目录
0、 相关文章链接;
1、 Flink之ConnectJDBCAPI;
2、 Flink之ConnectRedisAPI;
2、 1.API概述;
2、 2.代码示例;
3、 Scala代码示例;
0. 相关文章链接
1. Flink之Connect JDBC API
Apache Flink 1.12 Documentation: JDBC Connector
import lombok.AllArgsConstructor;
import lombok.Data;
import lombok.NoArgsConstructor;
import org.apache.flink.connector.jdbc.JdbcConnectionOptions;
import org.apache.flink.connector.jdbc.JdbcSink;
import org.apache.flink.streaming.api.environment.StreamExecutionEnvironment;
/**
* Author itcast
* Desc
*/
public class ConnectorsDemo_JDBC {
public static void main(String[] args) throws Exception {
//1.env
StreamExecutionEnvironment env = StreamExecutionEnvironment.getExecutionEnvironment();
//2.Source
env.fromElements(new Student(null, "tonyma", 18))
//3.Transformation
//4.Sink
.addSink(JdbcSink.sink(
"INSERT INTO t_student (id, name, age) VALUES (null, ?, ?)",
(ps, s) -> {
ps.setString(1, s.getName());
ps.setInt(2, s.getAge());
},
new JdbcConnectionOptions.JdbcConnectionOptionsBuilder()

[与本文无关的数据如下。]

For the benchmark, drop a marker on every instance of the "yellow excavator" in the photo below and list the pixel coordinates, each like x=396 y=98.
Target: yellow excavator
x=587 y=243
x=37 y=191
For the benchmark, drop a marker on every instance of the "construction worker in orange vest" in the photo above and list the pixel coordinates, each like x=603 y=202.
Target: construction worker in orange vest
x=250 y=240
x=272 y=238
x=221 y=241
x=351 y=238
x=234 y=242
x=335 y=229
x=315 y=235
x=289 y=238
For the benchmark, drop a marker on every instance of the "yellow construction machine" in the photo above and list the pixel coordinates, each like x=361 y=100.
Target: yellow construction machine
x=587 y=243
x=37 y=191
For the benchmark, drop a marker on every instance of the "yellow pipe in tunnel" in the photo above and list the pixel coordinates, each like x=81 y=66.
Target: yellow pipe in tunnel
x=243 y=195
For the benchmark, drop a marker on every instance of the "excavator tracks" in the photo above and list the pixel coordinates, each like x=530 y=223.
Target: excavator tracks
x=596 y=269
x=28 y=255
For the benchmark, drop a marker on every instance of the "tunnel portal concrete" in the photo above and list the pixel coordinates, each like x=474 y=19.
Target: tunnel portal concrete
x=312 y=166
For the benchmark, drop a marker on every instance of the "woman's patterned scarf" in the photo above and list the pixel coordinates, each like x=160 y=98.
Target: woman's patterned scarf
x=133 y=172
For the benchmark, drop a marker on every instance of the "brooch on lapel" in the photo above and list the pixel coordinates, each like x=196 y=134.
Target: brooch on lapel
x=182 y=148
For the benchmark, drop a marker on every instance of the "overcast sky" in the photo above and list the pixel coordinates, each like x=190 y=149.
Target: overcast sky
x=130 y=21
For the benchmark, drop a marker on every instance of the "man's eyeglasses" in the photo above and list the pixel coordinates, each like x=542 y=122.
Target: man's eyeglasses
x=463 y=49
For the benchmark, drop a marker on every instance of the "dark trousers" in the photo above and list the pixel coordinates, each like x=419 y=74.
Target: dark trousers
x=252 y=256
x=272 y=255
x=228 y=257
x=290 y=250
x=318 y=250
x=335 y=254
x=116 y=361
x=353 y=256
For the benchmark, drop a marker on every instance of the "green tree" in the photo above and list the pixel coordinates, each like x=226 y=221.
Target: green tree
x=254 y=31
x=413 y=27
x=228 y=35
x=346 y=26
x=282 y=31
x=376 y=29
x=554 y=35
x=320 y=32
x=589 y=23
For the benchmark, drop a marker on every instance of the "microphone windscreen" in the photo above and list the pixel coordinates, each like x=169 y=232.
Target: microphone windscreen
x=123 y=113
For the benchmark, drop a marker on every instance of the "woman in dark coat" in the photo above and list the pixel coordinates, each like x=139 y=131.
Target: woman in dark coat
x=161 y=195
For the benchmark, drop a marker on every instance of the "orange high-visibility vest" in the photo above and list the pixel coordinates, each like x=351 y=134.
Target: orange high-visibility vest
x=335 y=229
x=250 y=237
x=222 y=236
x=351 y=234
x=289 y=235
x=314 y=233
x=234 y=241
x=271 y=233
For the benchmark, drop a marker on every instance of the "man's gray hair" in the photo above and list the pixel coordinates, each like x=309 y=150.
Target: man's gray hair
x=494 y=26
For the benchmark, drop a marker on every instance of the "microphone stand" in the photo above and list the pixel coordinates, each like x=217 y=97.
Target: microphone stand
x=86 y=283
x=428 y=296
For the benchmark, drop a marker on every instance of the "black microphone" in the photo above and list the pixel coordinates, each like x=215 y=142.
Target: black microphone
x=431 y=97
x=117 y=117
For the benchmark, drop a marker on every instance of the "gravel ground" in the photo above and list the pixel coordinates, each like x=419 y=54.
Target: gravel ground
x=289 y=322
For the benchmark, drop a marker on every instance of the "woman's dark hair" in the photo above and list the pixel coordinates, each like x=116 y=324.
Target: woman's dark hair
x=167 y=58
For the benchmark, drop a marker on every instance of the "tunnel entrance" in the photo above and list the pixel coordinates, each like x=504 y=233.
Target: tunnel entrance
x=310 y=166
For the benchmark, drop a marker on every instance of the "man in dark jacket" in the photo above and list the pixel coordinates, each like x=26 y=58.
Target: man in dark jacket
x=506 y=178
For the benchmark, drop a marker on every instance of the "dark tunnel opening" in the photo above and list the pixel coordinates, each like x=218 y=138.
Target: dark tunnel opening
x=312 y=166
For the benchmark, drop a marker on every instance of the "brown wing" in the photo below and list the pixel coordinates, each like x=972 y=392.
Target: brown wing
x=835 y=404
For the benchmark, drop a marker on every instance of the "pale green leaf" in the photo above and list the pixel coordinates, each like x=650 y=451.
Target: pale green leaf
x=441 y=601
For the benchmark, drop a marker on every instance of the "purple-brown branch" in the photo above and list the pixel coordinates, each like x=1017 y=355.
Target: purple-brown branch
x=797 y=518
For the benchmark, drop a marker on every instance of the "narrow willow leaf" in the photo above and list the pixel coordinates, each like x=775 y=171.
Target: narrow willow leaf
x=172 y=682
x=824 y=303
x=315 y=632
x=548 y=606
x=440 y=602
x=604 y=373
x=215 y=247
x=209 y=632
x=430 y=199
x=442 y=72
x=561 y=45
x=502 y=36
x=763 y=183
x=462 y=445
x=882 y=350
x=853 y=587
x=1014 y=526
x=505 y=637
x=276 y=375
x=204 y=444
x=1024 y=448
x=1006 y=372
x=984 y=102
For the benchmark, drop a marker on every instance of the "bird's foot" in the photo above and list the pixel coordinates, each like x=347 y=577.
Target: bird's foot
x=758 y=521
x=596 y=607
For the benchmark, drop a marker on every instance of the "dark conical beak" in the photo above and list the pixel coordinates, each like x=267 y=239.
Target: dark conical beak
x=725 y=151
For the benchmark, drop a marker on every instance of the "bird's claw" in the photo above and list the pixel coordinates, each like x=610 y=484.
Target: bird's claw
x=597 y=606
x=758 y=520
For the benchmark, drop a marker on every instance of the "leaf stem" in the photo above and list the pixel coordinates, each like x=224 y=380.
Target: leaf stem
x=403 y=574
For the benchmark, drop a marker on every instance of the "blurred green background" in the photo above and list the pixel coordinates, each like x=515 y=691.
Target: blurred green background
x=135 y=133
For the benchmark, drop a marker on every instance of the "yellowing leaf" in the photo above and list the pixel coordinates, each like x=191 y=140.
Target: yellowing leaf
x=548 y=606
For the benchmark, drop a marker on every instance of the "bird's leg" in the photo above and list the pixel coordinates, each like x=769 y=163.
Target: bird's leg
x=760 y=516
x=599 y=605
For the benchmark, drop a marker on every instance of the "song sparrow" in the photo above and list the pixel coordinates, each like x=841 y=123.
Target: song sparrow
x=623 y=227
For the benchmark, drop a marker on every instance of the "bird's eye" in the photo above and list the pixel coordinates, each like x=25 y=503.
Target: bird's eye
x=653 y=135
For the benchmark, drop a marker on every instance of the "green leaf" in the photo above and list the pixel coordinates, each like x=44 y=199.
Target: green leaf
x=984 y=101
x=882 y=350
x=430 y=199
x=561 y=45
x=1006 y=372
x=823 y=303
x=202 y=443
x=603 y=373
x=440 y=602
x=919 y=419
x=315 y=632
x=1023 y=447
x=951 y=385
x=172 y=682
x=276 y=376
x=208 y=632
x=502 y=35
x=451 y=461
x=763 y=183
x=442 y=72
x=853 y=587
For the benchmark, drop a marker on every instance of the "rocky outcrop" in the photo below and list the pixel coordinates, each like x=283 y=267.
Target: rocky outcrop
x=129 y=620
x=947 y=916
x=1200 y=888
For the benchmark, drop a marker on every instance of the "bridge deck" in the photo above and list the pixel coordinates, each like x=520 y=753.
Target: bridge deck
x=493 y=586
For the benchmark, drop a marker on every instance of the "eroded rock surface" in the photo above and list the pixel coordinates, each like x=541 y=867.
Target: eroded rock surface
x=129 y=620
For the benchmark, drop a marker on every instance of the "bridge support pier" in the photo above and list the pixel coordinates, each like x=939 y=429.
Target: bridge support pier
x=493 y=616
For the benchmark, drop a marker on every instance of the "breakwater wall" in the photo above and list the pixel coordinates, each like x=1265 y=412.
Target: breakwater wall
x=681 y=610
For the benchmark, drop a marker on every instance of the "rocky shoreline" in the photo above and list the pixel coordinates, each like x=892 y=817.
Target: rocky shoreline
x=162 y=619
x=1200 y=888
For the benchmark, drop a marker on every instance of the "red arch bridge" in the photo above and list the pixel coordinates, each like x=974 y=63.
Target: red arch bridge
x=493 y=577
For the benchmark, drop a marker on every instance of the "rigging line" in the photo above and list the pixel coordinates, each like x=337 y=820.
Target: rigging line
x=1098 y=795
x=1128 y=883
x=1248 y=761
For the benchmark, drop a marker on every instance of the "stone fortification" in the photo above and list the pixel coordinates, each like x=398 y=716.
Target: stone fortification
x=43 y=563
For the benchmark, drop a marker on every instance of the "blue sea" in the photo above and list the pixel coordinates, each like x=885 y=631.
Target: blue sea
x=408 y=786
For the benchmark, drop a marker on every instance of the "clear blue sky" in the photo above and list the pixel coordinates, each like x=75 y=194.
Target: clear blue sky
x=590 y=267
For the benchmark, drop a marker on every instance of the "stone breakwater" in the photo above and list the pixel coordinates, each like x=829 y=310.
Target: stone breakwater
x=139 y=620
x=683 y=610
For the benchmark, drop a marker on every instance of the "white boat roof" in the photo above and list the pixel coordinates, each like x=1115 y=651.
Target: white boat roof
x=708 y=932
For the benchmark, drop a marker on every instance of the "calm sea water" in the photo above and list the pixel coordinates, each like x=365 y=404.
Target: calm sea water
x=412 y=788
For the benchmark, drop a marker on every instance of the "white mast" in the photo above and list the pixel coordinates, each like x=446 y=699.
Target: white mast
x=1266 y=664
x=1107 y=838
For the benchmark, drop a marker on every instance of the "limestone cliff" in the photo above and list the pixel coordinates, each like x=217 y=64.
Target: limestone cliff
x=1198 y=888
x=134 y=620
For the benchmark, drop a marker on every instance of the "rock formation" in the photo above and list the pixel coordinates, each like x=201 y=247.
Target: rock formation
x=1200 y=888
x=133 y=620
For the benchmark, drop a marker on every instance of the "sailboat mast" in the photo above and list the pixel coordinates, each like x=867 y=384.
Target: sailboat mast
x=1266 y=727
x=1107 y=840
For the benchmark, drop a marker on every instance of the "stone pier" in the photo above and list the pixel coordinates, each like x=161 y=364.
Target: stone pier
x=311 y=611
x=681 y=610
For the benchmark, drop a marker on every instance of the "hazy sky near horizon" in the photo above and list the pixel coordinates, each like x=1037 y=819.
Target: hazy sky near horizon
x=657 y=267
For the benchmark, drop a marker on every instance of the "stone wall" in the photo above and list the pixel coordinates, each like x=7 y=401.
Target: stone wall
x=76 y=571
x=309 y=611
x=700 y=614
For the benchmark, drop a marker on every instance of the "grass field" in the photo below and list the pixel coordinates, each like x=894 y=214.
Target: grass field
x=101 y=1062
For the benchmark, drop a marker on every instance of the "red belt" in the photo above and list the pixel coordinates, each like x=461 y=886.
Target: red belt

.withUrl("jdbc:mysql://localhost:3306/bigdata")
.withUsername("root")
.withPassword("root")
.withDriverName("com.mysql.jdbc.Driver")
.build()));
//5.execute
env.execute();
}
@Data
@NoArgsConstructor
@AllArgsConstructor
public static class Student {
private Integer id;
private String name;
private Integer age;
}
}
2. Flink之Connect Redis API
2.1. API概述
Part1:通过flink 操作redis 其实我们可以通过传统的redis 连接池Jpoools 进行redis 的相关操作,但是flink 提供了专门操作redis 的RedisSink,使用起来更方便,而且不用我们考虑性能的问题,接下来将主要介绍RedisSink 如何使用。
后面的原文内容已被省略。